TH White, Once and Future King

Purpose

Something my mom always used to say: “If I wanted to be a CEO, I would’ve been a CEO.” It wasn’t an arrogant statement; it was an acknowledgement that nothing about the life of a CEO appealed to her. She wanted to be a mom, and she was quite proud of telling anyone who would listen that they could do whatever they wanted, but for her, mom-hood was it.

So I’ve been thinking about why I write. In this hyperlinked world, it’s easy to lose track — or it’s easy for me to lose track. But it’s important to remember what writing feels like, and how that feeling has motivated every twist and turn of my life.

It’s not me. It’s the words. It’s the way words flow together, connecting and building and becoming things. I’m sure other writers have had this experience, when you go to change one line of a poem/essay/letter of recommendation and find yourself having to change other lines because to pull on one thread means something else becomes misshapen and you want it to be beautiful so you work and work to make it that way. I imagine it’s like painting, or like Bob Ross’ paintings. He’d always want to add a tree to what I thought was a finished picture. I’d yell at the screen Don’t. I’d get physically agitated. But it always worked out, and that’s not the point anyway. He worked the painting until it was done. Until it was done.

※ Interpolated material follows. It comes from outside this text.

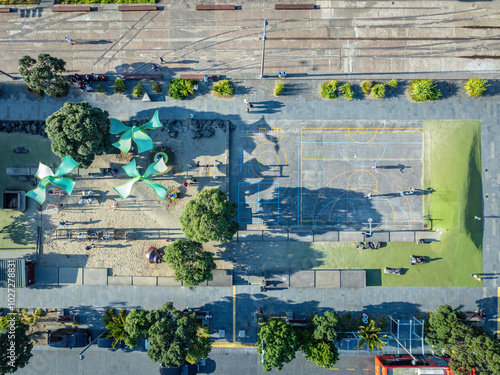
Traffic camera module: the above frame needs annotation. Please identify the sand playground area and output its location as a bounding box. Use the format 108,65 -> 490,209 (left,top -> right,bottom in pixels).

That’s the way I feel when I’m working on a story. I’m not thinking about publication, or what the story might do for me. I’m thinking about how I can make it flow. When I get lost in that desire — to create something whole, as even violent stories and poems can be — when I’m secondary, serving the lines rather than them serving me, that is where I feel at home, and have for as long as I can remember. It’s the words, the piece, spoken or written. I’ve been blessed with credit, but the only thing I’ve ever cared about was whether I did the words justice. “Did you like it?”

That and when the desire to promote myself rises, bad shit happens.